Extended Data Fig. 2: Microbiota composition of non-progressing patients in the Pittsburgh cohort whose stool samples were collected 4–41 months after initiation of therapy is not predictive of late therapy failure but is enriched for similar bacterial taxa as observed in the initial microbiome of patients who did not progress at 10 months.

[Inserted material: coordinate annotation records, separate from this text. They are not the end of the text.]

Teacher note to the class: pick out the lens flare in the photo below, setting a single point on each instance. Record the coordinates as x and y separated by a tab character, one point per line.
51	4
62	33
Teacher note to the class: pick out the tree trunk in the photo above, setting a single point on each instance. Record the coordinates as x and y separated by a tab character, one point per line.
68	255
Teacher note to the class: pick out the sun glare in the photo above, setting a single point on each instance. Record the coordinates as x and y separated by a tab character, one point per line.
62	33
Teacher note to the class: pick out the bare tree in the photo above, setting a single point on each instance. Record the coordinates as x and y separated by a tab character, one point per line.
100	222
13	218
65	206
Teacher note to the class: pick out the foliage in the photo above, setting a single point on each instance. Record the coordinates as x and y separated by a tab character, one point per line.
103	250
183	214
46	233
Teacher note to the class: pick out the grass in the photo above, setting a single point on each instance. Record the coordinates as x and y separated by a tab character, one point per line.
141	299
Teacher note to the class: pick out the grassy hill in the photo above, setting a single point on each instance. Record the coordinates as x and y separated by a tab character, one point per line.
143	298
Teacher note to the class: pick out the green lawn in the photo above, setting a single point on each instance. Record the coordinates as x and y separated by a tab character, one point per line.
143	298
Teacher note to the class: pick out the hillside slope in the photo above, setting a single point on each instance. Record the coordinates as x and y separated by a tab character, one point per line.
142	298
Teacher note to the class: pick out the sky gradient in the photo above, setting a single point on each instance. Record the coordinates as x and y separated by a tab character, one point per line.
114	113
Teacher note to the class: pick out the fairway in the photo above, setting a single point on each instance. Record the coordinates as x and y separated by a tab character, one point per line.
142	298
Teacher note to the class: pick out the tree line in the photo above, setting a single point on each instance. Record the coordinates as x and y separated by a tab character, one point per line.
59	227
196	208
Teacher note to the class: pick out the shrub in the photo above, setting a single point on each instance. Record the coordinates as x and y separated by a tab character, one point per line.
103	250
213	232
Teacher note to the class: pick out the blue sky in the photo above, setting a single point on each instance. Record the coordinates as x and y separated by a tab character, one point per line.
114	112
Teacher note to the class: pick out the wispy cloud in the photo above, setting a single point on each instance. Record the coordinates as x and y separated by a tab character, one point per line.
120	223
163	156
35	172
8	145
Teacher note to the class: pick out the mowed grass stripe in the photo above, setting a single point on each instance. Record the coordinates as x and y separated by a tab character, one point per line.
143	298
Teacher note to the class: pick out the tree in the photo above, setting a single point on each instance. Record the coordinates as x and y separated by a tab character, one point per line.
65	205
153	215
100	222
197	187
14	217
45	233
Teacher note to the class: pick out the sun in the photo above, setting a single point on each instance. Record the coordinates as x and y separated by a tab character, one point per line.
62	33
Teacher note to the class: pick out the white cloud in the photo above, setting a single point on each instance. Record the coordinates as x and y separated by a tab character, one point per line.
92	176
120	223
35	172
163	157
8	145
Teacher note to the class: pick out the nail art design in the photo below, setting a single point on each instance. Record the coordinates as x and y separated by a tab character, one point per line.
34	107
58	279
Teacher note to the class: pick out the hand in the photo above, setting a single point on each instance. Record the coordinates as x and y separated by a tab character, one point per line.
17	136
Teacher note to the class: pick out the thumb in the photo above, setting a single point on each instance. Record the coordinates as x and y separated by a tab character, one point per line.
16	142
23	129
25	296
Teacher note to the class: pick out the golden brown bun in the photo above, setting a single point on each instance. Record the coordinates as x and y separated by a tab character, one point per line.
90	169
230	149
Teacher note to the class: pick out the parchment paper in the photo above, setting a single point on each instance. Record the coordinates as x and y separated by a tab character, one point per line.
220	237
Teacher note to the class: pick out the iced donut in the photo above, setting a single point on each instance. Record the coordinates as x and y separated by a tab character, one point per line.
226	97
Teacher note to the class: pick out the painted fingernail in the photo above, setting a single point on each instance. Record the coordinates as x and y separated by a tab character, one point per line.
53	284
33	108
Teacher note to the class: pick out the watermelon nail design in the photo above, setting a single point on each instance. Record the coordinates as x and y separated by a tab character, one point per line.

a. Plot of time of stool sample acquisition from 31 patients whose samples were collected after >4 months from therapy initiation. b. Progressor (P) and non-progressor (NP) groups identified at serial timepoints after late stool collection (top panel) were used to calculate the significance (two-tailed p-value) of compositional differences of the late-collected fecal microbiome using PERMANOVA (bottom panel). Fecal microbiota composition was determined using metagenomic sequencing. Progression during continued therapy was evaluated using RECIST v1.1 every 3 months or by clinical observation during follow-up visits. Number of patients on follow-up at each timepoint in relation to response status is shown in top panel. c. t-distributed uniform manifold approximation and projection (t-UMAP) plot depicts fecal microbiota compositional differences between early-collected patients who progressed (red) or did not progress (blue) in the first 10 months after initiation of therapy and late-collected long-term responders (green). Distance between centroids calculated as described in Fig. 1a, and significance (two-tailed p-value) of the differences by PERMANOVA are shown in lower table. d. Heatmap shows differentially abundant taxa (p < 0.05 and FC > 2) between the late Pittsburgh cohort compared with Ps (top) and NPs (bottom) at 10 months from the early Pittsburgh cohort. Columns denote patients grouped by each cohort before clustering; rows denote bacterial taxa enriched (black) or depleted (red) in early-sampled P versus late-sampled long-term NP clustered based on microbiota composition. Two-tailed p-values were calculated using two-tailed Mann-Whitney U test. e. ROC curve for manual model trained on the organisms associated with increased and decreased PFS in the Pittsburgh cohort from Supplementary Tables 4 and 5. Note that the model predicts late Pittsburgh samples well even though they were not included in the data used in training.